From small to big, the numeric data types are as follows btw:

byte < short < int < long < float < double

Edit: After your last edit I realized what you actually ask. Your first expression was wrong. You don't want to find integer part of the double result of division, you want its floor. Just use java.lang.Math.floor:

double[] x = {-10, -7, 1, 3, 7.1, 9.5};
double[] y = {-10, -7, -1.7, 0.5, 7.1, 9.5};
for (int i = 0; i < y.length; i++) {
  for (int j = 0; j < x.length; j++)
    System.out.print(Math.floor(x[j] / y[i]) + " ");
    System.out.println();
}

Answer 2

Force integer division on a double?

To force integer division, use int or long (for the calculation part); long would probably be the better choice:

x = (double)((long)x / (long)y);

That uses an explicit cast back to double for emphasis; you can just write it with the implicit cast back to double if you prefer:

x = (long)x / (long)y;

Do note that (long)y on a non-zero y can result in 0 (for instance, if y is 0.3), which then ends up being division-by-zero and thus a runtime exception.

I would like x to be the integer part of x/y

That's a different question than the title; that's not integer division, that's getting the integer part of the result of floating point division.
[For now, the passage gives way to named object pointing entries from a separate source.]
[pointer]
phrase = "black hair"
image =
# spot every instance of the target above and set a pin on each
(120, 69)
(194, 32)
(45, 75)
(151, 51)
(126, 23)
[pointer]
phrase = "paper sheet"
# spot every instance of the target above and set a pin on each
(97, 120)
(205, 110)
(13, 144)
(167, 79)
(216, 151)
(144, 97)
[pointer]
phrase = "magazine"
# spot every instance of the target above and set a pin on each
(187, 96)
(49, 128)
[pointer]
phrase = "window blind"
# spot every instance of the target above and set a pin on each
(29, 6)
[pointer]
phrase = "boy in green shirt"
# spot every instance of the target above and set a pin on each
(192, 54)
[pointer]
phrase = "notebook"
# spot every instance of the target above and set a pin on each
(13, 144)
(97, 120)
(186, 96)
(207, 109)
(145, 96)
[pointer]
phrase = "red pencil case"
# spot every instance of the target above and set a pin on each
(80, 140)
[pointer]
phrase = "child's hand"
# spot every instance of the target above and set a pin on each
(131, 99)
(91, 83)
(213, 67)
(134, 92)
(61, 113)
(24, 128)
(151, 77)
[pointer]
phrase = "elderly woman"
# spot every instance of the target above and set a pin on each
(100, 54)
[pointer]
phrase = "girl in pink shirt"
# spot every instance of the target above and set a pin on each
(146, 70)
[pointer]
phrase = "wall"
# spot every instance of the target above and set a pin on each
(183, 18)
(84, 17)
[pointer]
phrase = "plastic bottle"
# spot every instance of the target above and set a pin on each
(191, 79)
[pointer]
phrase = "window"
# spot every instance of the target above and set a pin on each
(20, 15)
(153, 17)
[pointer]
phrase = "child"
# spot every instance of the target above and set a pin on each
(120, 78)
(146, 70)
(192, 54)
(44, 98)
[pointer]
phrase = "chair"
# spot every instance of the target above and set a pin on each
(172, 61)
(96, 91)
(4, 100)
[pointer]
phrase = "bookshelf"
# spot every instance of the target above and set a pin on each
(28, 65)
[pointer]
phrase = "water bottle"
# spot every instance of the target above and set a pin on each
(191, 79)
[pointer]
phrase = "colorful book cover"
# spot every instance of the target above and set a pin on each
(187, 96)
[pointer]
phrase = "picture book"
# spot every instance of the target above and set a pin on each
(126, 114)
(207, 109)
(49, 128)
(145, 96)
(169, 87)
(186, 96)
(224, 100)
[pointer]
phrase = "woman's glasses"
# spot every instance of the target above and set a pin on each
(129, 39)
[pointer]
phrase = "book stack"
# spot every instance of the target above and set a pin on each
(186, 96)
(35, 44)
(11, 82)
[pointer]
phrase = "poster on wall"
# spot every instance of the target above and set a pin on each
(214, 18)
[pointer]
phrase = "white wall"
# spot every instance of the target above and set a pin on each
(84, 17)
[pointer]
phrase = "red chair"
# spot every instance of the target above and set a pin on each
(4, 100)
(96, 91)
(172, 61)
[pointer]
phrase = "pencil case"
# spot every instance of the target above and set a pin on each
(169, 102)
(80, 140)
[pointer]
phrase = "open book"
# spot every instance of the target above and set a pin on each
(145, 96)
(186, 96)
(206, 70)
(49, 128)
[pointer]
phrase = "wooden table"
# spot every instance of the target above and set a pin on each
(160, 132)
If that's what you want, just cast the result:

x = (long)(x / y);

...(and of course the long is then implicitly cast back to double) or use Math.floor on it.

---

I have tried

x /= y;
x = x.intValue();

But am receiving a double cannot be dereferenced error

Right. x is a double, not Double. Primitives (like double) don't have methods, only reference types (like Double) do.

Answer 3

x = java.lang.Math.floor(x/y);

Relying on some Math function is arguably the best choice. "Returns the largest (closest to positive infinity) double value that is less than or equal to the argument and is equal to a mathematical integer."

If you need the symmetric version (truncation towards zero), you'll have to handle negative quotients:

 floor(abs(x/y))*signum(x/y)